Gray and screenwriter Peter Steinfeld clearly did not take Sin’s words about the power and importance of black culture to heart when they surrounded him with glowering, muscle-bound, gun-toting, largely silent gangstas as well as Dabu (Andre Benjamin), a trigger happy half-wit perpetually frustrated that he doesn’t get to kill people. 

Raji is protected, after a fashion, by protege and bodyguard Elliot Wilhelm (Dwayne “The Rock” Johnson), a guileless child in a man’s outsized body who lives to entertain despite being almost impressively talentless as an actor and a singer. 

Elliot is also gay and since Be Cool was released in 2005 that means that his sexuality is mockingly referenced in damn near every scene he appears in. Of the film’s performers, Johnson alone seems to grasp the tone the film should be going for: winking, lightweight goofiness with an undercurrent of genuine sweetness. 

The scene where Elliot tries to impress Chili by performing a “monologue” from Bring it On that involves playing multiple characters is an oasis of hilarity in an otherwise laugh-free desert  of strained humor and DOA wackiness. 

The pairing of Travolta and Thurman affords Be Cool an opportunity to soil not one but two of Travolta’s greatest mid-period triumphs. Be Cool is an insult to Get Shorty but it’s even more disrespectful to Pulp Fiction. 

That Be Cool has the stars of one of the most iconic films of all time limply recreate their famous dance to the music of special guests the Black Eyed Peas says everything about the film and its abysmal taste and judgment. 

From Chuck Berry to Will.I.Am and Fergie is one hell of a downgrade. Get Shorty understands that nothing is less cool than trying to be cool whereas Be Cool tries to be cool for two interminable hours and succeeds only in being egregiously un-hip.

In Get Shorty Travolta was a master of minimalism, a deadpan delight who didn’t have to raise his voice or stand up to be intimidating. Travolta sinks to the level of the material here, sleepwalking through a role that’s never a fraction as badass or irresistible or fun as it’s supposed to be. 
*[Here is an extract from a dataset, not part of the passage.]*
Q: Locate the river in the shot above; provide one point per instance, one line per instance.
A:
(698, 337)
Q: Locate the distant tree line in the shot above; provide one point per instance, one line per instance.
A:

In the single worst scene in a movie in which Harvey Keitel briefly raps, Chili seduces Steven Tyler into giving his protege a chance to perform live with Aerosmith by asking him what he was thinking about when he wrote “Sweet Emotion.” The answer is probably heroin or some other hard drug but a visibly uncomfortable Tyler instead awkwardly jibber-jabbers some nonsense about rocking and rolling and whatnot and Chili corrects him by telling him that what he was really feeling was the sweet emotion of being the father of two young daughters, one of whom he would go on to disturbingly sexualize in a series of iconic music videos, when he wrote the song. Tyler lights up at the deeply flattering “revelation”, as blown away by Chili’s insight as he is the knockout pipes and dynamite curves of the sexy and talented Linda Moon.

I’m not sure where a scene this maudlin and embarrassingly maudlin belongs, beyond Chicken Soup for the Boomer Rocker Soul but it sure as shit doesn’t belong in a sequel to Get Shorty with aspirations to hipness and satire.

Between Staying Alive, Look Who’s Talking Too, Look Who’s Talking Now and Be Cool, Travolta has had terrible luck with sequels that insult rather than complement their predecessors. 

Be Cool opens with Chili saying he hates sequels and then proceeds to illustrate why he’s 100 percent correct, at least where this dog of a follow-up is concerned.